Against Late Fall Hardwoods, Late Seezyn scores 32/100 (), while Cover scores 57/100 ().
Based on color alignment, breakup scale, and texture density, the AI sees an approximate 25-point lean toward Cover in this particular environment.
Treezyn Late Seezyn and Sitka Cover are both mixed-scale patterns, so they behave similarly from a scale point of view. Both patterns balances micro and macro elements, keeping them fairly steady across different shot distances. Density differs slightly: Treezyn Late Seezyn runs a bit more open and sparse, while Sitka Cover stays fairly balanced in texture, changing how much the natural background shows through.

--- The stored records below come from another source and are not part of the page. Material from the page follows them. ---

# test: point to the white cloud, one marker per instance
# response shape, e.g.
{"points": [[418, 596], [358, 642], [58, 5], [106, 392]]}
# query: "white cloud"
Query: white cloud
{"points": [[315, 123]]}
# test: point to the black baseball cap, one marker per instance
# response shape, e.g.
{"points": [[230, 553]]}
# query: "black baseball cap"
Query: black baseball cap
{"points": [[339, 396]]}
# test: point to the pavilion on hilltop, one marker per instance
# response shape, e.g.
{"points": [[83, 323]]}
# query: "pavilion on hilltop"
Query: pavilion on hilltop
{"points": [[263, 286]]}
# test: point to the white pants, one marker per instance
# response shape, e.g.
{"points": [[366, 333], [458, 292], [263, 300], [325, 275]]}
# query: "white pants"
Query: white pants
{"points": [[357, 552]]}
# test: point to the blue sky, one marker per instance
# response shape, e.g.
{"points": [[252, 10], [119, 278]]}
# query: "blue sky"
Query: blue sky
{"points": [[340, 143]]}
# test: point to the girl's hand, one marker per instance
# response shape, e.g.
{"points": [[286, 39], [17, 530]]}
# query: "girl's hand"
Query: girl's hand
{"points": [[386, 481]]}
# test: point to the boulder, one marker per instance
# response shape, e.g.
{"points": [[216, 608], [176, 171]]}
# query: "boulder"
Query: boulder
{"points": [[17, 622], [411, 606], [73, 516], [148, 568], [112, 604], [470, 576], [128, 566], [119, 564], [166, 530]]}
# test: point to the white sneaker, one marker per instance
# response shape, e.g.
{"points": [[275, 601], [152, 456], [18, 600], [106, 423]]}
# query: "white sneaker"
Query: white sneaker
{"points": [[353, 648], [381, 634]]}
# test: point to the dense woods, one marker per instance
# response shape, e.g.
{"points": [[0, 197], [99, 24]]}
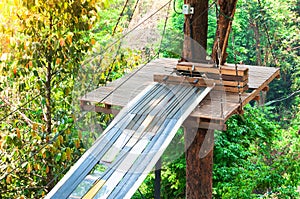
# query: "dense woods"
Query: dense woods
{"points": [[53, 52]]}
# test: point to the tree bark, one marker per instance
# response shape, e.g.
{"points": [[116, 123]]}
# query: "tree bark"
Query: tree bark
{"points": [[199, 160], [195, 32], [227, 10]]}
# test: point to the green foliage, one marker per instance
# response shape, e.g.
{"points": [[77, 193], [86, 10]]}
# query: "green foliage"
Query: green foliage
{"points": [[254, 158]]}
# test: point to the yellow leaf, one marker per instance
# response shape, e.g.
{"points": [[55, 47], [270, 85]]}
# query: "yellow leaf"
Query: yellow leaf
{"points": [[34, 126], [29, 168], [58, 61], [77, 143], [43, 128], [93, 41], [61, 42], [80, 135], [37, 167], [61, 138], [68, 153], [18, 133], [69, 38], [44, 154]]}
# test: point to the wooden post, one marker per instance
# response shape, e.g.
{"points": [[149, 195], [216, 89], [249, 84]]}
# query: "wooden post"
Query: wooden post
{"points": [[195, 31], [199, 145], [157, 182]]}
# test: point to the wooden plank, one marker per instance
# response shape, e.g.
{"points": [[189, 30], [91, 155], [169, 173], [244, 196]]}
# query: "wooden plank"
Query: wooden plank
{"points": [[93, 191], [204, 68], [170, 79], [98, 109], [232, 89], [117, 146]]}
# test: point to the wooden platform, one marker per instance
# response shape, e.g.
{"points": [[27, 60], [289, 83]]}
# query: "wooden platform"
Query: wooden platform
{"points": [[120, 92]]}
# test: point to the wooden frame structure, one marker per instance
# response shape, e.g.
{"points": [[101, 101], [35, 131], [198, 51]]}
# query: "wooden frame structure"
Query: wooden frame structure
{"points": [[118, 93], [211, 114]]}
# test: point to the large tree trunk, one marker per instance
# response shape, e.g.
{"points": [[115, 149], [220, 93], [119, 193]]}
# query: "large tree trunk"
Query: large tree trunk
{"points": [[227, 10], [195, 34], [254, 25], [199, 144]]}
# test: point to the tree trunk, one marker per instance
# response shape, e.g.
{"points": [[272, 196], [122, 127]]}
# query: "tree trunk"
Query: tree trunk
{"points": [[254, 25], [227, 10], [199, 160], [195, 32]]}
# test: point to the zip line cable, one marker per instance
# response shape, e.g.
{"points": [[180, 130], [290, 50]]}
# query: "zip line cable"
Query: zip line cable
{"points": [[120, 44], [127, 33], [134, 9]]}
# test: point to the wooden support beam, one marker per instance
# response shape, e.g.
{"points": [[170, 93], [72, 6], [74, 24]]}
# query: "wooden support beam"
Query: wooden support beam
{"points": [[195, 31], [99, 109], [266, 89]]}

Treezyn Late Seezyn vs Sitka Cover
Treezyn Late Seezyn and Sitka Cover have been analyzed using our CamoMatrix AI engine, which measures scale, density, and edge behavior directly from the flat pattern artwork. Both land in the mixed-scale category, meaning they balance fine texture with larger breakup blocks instead of living at one extreme. Treezyn Late Seezyn runs a bit more open and sparse, while Sitka Cover stays fairly balanced in texture. Hunters who prefer more background showing may favor the more open one; dense patterns can help disrupt shape in chaotic vegetation. Edge style diverges: Treezyn Late Seezyn uses sharper, harder transitions, while Sitka Cover leans into smoother, blended transitions. Softer edges often melt better into natural backgrounds, while harder edges can create stronger breakup in certain lighting. Treezyn Late Seezyn's scale index trends a touch higher, making its breakup blocks slightly larger than those in Sitka Cover. Sitka Cover lands slightly higher on the density index, adding a bit more visual texture. That can help in chaotic or brushy terrain where extra breakup is useful. As always, these results come from flat pattern imagery. Real-world performance depends heavily on terrain, season, and how the garments fit and move.
This is a pattern-only comparison from flat artwork. Terrain, season, and real backgrounds will still push one or the other ahead in specific setups.
Learn how the CamoMatrix AI evaluates camouflage patterns
Defines the dominant size of shapes in the pattern.
Indicates which scale range the pattern leans toward overall.
How busy the pattern is with shapes and noise.
How hard or soft shape boundaries are.